The novelty of the ideas of classical liberalism is based on the European and North American interpretations of liberalism (Laski, 2018). In the United States, a split in liberal problems was manifested in the emergence of “moderate” and “democratic” variants of liberalism (Turner, 2016). In Europe, there was a separation of Anglo-Saxon and continental European liberal traditions (Laski, 2018).
Comparison of Classical and Modern Liberalism
All representatives of classical political economy built their concepts based on a single idea of human nature, society, and government. According to the classical liberal paradigm, all people have their own interests, and they have the capability to advocate for them most effectively (Hudson, 2017). This approach makes society a collection of individuals, and views the term “public interests” as a derivative of personal interests (Feng & Osborne, 2017).

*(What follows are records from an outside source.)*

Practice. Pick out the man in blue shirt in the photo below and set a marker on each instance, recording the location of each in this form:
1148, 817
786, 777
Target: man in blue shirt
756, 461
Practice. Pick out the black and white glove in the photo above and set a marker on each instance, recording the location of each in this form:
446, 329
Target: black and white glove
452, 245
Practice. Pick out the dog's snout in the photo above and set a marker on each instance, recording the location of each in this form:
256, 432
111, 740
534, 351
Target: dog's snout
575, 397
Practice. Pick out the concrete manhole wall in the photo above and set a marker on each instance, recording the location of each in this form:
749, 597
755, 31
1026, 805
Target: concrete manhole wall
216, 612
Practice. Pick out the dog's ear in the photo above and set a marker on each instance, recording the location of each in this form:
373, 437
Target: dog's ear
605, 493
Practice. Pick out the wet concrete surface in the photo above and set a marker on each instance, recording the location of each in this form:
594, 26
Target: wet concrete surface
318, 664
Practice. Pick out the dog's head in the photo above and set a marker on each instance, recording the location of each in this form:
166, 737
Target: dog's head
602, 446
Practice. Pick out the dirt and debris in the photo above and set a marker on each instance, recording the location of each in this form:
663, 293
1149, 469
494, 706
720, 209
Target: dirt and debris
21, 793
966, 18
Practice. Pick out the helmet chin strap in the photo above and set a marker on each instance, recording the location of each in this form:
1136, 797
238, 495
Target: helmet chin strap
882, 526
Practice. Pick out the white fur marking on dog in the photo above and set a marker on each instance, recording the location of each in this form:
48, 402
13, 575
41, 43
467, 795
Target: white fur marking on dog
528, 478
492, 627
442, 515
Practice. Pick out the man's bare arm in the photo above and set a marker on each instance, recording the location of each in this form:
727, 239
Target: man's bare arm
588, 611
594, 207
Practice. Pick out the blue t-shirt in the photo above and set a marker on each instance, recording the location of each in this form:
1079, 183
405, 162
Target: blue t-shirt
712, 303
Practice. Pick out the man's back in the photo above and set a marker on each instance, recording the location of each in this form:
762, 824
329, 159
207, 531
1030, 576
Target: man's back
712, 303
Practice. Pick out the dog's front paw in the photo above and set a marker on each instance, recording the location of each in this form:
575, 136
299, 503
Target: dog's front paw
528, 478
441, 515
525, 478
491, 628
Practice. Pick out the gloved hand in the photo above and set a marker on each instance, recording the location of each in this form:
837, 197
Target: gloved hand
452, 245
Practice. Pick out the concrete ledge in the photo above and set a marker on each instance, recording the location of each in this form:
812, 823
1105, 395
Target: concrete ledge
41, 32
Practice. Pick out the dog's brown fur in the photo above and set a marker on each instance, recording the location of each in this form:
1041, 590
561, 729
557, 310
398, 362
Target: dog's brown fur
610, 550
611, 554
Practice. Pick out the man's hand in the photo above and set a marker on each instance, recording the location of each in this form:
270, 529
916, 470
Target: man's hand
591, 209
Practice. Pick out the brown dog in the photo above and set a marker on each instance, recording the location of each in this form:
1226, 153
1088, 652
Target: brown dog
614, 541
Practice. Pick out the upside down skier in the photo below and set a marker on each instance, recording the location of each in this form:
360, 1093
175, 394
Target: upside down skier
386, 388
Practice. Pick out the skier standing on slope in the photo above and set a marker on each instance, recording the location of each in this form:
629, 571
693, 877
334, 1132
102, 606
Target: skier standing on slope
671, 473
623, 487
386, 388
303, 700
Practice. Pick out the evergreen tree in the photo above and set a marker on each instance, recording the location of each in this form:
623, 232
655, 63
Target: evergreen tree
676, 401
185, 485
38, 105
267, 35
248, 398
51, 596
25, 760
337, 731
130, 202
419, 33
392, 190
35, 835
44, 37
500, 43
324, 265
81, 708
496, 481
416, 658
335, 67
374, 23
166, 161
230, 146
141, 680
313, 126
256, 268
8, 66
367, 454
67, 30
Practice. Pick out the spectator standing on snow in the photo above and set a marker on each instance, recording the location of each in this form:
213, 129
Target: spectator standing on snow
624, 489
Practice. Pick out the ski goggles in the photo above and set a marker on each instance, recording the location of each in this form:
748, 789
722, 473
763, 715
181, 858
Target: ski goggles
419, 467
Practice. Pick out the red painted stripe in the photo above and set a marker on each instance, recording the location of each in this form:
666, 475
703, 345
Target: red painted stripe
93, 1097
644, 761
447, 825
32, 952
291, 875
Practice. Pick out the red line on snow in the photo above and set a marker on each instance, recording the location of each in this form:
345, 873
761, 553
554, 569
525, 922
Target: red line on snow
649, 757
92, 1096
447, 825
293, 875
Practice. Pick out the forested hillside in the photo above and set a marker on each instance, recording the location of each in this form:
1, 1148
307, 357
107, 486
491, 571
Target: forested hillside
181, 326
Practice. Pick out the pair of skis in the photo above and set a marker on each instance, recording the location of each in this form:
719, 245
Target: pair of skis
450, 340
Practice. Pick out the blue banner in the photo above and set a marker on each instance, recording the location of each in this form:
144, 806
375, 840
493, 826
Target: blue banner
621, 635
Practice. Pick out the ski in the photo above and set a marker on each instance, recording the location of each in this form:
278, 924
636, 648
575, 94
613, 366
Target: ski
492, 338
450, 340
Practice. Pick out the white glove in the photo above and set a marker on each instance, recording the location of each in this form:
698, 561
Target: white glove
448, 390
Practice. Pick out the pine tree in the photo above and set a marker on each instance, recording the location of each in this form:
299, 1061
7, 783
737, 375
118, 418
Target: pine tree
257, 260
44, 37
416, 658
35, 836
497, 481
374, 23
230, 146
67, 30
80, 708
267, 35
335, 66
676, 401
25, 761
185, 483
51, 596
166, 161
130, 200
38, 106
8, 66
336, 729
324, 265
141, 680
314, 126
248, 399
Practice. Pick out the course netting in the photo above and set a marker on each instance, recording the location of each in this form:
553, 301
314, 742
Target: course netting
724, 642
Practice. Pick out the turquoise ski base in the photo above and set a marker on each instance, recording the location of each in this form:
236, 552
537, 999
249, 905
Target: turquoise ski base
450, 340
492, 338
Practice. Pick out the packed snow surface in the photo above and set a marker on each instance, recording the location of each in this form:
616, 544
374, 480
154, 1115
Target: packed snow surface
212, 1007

The most reasonable society is the one that allows individuals to exercise their private interests freely. The government, according to classical liberals, is created by free people to protect the rights established by the constitution, and the state should be limited to this function (Mingardi, 2017). Since there are no objective methods that allow individuals to determine their preferences, it is the individuals themselves who must decide what is right and what is false, maximizing their utility function. However, relying only on the concepts provided by classical liberalism is not correct, because contemporary society and economy cannot function without required adjustments of the ideology.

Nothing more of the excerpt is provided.